Sombres desseins (39)

Par Lälwina

Telle une caresse froide, tel ce vent glacé que la mer parfois venait faire souffler dans sa nuque, un nuage, une ombre, passa un instant dans l’esprit de la jeune Lälwina. Alors qu’à l’instant d’avant elle s’amusait, insouciante tel cet enfant qu’après tout elle était, riant aux éclats des joies de la fête, elle avait, soudain, pris un air grave, soucieux. Elle ne remarqua pas les sombres nuages au loin, ni même l’absence de Niabea pourtant censé être au cœur des festivités, seuls ses sourcils, par cet obscur pressentiment, se plissèrent un instant.


- Qu’y a-t-il Lälw ?


Elle sursauta, comme prise en faute, et, l’œil quelque peu hagard, se tourna vers son interlocutrice et amie, Terny, une jeune fille du village du même âge qu’elle. Ouvrant la bouche pour s’expliquer elle s’arrêta à temps, convaincue de la bêtise des propos qu’elle allait tenir. En face sa camarade de jeu la regardait, une lueur d’inquiétude dans le regard, une lueur nouvelle que les deux enfants avaient acquises il y a peu, en affrontant de terribles et mystérieuses créatures aux abords du port. Mais, après tout, peut-être Terny pourrait-elle comprendre ? Elle se reprit.


- Et bien…


Une ombre passa dans le ciel au dessus des deux enfants, les faisant sursauter et stoppant Lälwina dans son explication.

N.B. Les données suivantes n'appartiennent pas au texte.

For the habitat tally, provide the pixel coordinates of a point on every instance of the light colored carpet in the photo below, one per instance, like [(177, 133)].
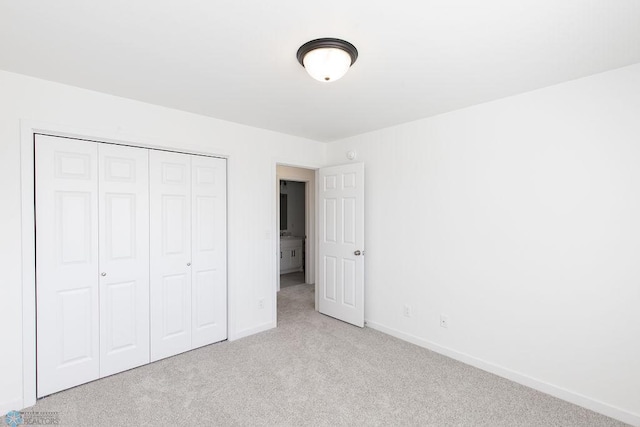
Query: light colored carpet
[(291, 279), (311, 370)]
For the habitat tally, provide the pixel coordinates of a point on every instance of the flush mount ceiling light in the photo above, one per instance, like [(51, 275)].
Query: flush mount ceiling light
[(327, 59)]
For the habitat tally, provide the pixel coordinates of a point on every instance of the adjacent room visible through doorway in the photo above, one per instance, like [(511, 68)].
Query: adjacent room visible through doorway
[(296, 224)]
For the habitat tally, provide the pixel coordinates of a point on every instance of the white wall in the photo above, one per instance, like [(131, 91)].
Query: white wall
[(295, 207), (520, 220), (252, 153)]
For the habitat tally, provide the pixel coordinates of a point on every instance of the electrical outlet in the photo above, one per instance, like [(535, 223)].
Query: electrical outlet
[(444, 321), (406, 310)]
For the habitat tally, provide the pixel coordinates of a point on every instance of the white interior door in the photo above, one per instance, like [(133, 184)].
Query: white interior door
[(341, 246), (124, 257), (209, 249), (66, 263), (170, 205)]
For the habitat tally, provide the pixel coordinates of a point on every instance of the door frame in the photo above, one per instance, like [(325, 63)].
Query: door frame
[(310, 207), (28, 130)]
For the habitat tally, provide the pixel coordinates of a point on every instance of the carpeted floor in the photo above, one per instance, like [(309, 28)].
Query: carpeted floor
[(311, 370)]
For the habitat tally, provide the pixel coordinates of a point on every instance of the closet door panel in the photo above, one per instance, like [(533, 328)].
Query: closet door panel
[(124, 257), (170, 224), (66, 263), (209, 249)]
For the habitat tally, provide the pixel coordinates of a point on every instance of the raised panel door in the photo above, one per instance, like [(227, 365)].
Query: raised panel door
[(66, 263), (124, 257), (341, 245), (209, 248), (170, 249)]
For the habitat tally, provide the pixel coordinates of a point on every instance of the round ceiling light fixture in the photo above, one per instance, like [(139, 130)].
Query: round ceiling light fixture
[(327, 59)]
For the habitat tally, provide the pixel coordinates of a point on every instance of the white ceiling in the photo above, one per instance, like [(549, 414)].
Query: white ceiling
[(235, 60)]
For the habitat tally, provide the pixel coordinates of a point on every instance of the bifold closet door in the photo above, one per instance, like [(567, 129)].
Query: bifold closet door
[(66, 263), (124, 257), (209, 250), (170, 303)]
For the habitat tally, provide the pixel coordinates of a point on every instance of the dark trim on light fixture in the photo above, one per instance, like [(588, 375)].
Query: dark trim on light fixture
[(327, 43)]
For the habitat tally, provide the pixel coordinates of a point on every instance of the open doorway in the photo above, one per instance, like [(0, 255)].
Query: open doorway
[(296, 220), (292, 233)]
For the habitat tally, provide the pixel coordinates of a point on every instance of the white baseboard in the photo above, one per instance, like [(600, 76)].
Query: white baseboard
[(11, 405), (559, 392), (251, 331)]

Elle fit de grands signes de la main et montra du doigt l’éphémère apparition à son amie.


- L’as-tu vu ? C’était Ad’ ! Mon ange gardien depuis hier !


Terny haussa les épaules, non elle n’avait rien vu si ce n’est l’ombre d’un gros oiseau. Lälwina soupira, il était évident que son amie tentait de chasser de son esprit les récents événements. Sans doute trop affreux… Mais pourquoi ne le faisait-elle pas, elle ? Etait-il si étrange, si différente pour ne pas éprouver cet irrésistible besoin ? Cela la rendait triste et satisfaite à la fois. Elle était fière de son courage certes, même si celui-ci lui provoquait bien des soucis… et que Niabea l’appelait inconscience. Il avait beau parler elle ne faisait rien de dangereux… enfin de très dangereux surtout par rapport à lui ! Elle tira la langue au destin et, accessoirement à Terny et avec un rire fragile partit en courant dans la foule suivie par son amie, bousculant au passage quelques personnes.


- Pardon ! Pardon !


Mais s’il est écrit dans le destin des enfants qu’à ce jeu ils finissent toujours par rentrer dans quelqu’un, il était écrit que Lälwina, elle, devait rentrer une fois de plus dans son tuteur et père adoptif, Niabea. Ce dernier, malgré quelques aptitudes au combat, n’avait pas la carrure d’un spadassin, aussi le choc le fit trébucher puis tomber sur le dos, Lälwina sur lui. Elle lui tira la langue en une moue moqueuse.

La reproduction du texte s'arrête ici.